Or, as St. Paul wrote to the church in Corinth, Dear fellow-workers,
All Christians are baptized to be fellow-workers with Christ, through the Church.
What does that mean? It means that we are to offer love and forgiveness to all whom we encounter, as best we can. It means that we share with others, as best we can, the good news of God in Christ. It means that we are supposed to thoughtfully manage our lives. And what might it mean to “thoughtfully manage our lives?” We all have varied responsibilities, resources, and opportunities.
(1) Our first duty is to care for ourselves, not out of selfishness, but out of the knowledge that we can’t do much loving if we don’t take care of ourselves. We care for our health: spiritual, mental, and physical. Then we care for others. Sometimes Christians are called to risk (or give) their health or their lives for the sake of others or the Gospel. But that does not come up for most of us.
(2) Then, we are to care for those close to us: family, friends, church, co-workers, etc.
(3) Third, we are to care for anybody and everybody in the world (and the world itself) as we can.
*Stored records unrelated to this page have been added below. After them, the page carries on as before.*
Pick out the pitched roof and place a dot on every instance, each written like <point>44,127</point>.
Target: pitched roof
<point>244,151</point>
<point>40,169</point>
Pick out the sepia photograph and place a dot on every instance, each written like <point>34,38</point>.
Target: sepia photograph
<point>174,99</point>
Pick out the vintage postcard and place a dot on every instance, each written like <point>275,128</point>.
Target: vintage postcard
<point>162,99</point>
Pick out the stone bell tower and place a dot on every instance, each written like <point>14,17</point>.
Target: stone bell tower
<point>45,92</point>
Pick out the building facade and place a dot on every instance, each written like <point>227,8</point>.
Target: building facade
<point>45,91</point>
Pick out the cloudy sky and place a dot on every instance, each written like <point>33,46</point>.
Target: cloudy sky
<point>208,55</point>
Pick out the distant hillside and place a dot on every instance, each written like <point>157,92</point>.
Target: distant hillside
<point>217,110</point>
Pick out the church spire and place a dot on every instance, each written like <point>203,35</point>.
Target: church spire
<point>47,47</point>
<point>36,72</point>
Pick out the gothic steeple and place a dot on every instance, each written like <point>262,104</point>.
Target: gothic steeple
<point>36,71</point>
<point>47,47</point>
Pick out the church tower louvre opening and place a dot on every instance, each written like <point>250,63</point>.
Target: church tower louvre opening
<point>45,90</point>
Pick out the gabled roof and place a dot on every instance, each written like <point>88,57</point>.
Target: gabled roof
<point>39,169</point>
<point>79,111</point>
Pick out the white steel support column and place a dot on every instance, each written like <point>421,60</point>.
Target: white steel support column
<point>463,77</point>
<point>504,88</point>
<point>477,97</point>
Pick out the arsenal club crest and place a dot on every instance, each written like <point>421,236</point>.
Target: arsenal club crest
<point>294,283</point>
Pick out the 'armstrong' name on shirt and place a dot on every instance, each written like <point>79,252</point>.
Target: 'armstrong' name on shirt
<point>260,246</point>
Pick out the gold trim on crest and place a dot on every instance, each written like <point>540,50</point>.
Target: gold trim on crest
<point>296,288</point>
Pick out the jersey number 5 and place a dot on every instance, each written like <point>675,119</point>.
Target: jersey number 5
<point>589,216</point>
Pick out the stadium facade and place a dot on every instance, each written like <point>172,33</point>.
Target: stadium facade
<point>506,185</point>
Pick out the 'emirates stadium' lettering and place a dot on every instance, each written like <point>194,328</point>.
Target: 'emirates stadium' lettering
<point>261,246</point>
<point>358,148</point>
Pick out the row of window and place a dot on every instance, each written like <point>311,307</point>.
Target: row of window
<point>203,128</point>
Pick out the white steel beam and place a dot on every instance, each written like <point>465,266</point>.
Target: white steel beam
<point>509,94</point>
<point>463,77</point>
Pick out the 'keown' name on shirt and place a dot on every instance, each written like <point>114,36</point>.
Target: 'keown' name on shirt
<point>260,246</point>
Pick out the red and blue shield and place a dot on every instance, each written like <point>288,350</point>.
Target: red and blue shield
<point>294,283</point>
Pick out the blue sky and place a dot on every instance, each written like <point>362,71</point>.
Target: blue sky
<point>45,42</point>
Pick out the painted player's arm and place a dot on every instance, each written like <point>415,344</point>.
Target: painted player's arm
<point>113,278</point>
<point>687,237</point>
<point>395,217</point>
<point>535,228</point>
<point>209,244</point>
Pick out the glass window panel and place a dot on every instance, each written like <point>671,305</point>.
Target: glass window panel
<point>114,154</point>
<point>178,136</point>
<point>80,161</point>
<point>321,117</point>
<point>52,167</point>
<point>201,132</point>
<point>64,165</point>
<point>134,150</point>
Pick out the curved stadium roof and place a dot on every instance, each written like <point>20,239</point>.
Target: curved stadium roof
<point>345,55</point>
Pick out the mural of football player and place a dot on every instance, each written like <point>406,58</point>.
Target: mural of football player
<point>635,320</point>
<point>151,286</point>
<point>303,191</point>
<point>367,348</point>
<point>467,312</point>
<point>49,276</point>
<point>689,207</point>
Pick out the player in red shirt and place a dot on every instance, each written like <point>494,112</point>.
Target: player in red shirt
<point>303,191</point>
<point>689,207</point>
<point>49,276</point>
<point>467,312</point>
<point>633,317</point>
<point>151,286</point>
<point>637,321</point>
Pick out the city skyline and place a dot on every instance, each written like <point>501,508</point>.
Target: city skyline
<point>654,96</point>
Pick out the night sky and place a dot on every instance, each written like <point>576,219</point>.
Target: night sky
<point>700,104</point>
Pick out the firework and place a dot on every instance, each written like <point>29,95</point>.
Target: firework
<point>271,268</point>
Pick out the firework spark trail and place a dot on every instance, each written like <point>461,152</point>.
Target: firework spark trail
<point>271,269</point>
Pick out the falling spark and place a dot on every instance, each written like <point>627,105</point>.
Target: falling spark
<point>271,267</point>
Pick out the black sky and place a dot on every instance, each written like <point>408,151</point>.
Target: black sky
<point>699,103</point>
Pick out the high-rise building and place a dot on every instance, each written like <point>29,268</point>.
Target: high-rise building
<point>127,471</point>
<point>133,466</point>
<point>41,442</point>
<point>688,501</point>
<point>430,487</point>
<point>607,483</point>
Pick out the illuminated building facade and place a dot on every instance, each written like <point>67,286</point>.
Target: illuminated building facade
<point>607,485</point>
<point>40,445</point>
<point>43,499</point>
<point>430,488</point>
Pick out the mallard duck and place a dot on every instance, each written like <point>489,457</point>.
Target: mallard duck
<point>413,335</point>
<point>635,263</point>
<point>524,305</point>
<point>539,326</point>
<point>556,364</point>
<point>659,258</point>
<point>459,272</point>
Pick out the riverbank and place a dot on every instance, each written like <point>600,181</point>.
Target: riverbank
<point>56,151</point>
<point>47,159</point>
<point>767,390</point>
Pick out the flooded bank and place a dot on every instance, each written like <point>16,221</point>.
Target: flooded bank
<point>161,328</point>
Resources: We all have resources. They start with our physical and mental abilities. They include the strengths of our relationships and influence on others. They include our income and other financial and material resources.
Opportunities: After we care for ourselves and those close to us, and after we meet our responsibilities to our dependents, family, church and civic duties (i.e. taxes) and estate planning, we still have more resources. Those resources include time, talents, influence, property, and money. We get to manage them for the sake of God, for the sake of love for all our neighbors. Our neighbors are anyone and everyone.
For me and Pam, St. George’s has a major claim on our time and money, beyond the duties that come with my paycheck. Many who read this are generous with time and money for St. George’s. Many can do better. Most of us also give generously of our time and money for many goods beyond St. George’s. We are good citizens of our hometowns, our state, country, and world. If you are like me, it is challenging to decide how I spend my time, money, energy, and influence. I can only do a fraction of what I wish I could do, for myself, my family, my church, and my neighbors. So I make my choices, and trust God for the rest. And God is good. All the time.